São vários os relatos de docentes que tendo concorrido na 1ª e na 2ª prioridade não tiveram colocação na 2ª prioridade quando outros docentes menos graduados da mesma escola conseguiram, porque foram retirados pela DGAE.
Não é fácil explicar esta situação mas vou tentar.
Existem 5 docentes enviados para ausência da componente lectiva, vou-lhes chamar docente 1, 2, 3, 4 e 5. Pela ordem de graduação o docente 1 é o mais graduado e o 5 o menos graduado.
Entretanto 2 docentes da mesma escola concorreram por sua iniciativa (apenas 2ª prioridade) à Mobilidade Interna, docentes 6 e 7.
Os docentes 1 e 2, fiados que estavam bem posicionados por concorrerem em 1ª prioridade pouco arriscam na segunda prioridade.
Os docentes 6 e 7 obtêm colocação em 2ª prioridade.

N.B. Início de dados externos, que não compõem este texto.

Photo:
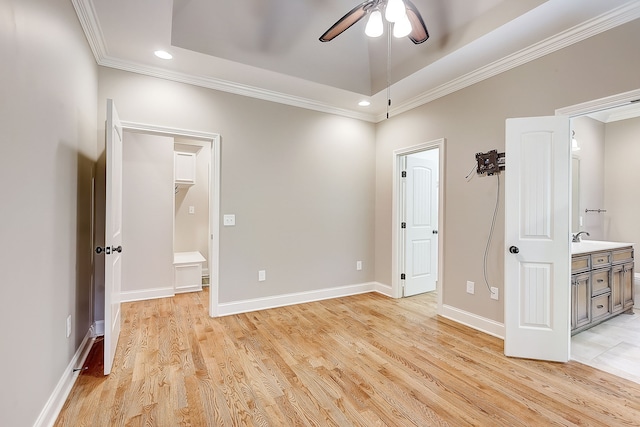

Há 5 docentes sem componente lectiva e não são colocados no concurso os docentes 1 e 2, pois as 5 vagas negativas deixaram de existir com a saída dos docentes 6 e 7, reduzindo-se para 3 as vagas negativas e por esse motivo os docentes 1 e 2 deixaram de estar em 1ª prioridade e passaram para a segunda.
E qual a regra para ser atribuída componente lectiva?
A graduação.
Por essa razão foram retirados da 1ª prioridade por atribuição de componente lectiva os docentes 1 e 2.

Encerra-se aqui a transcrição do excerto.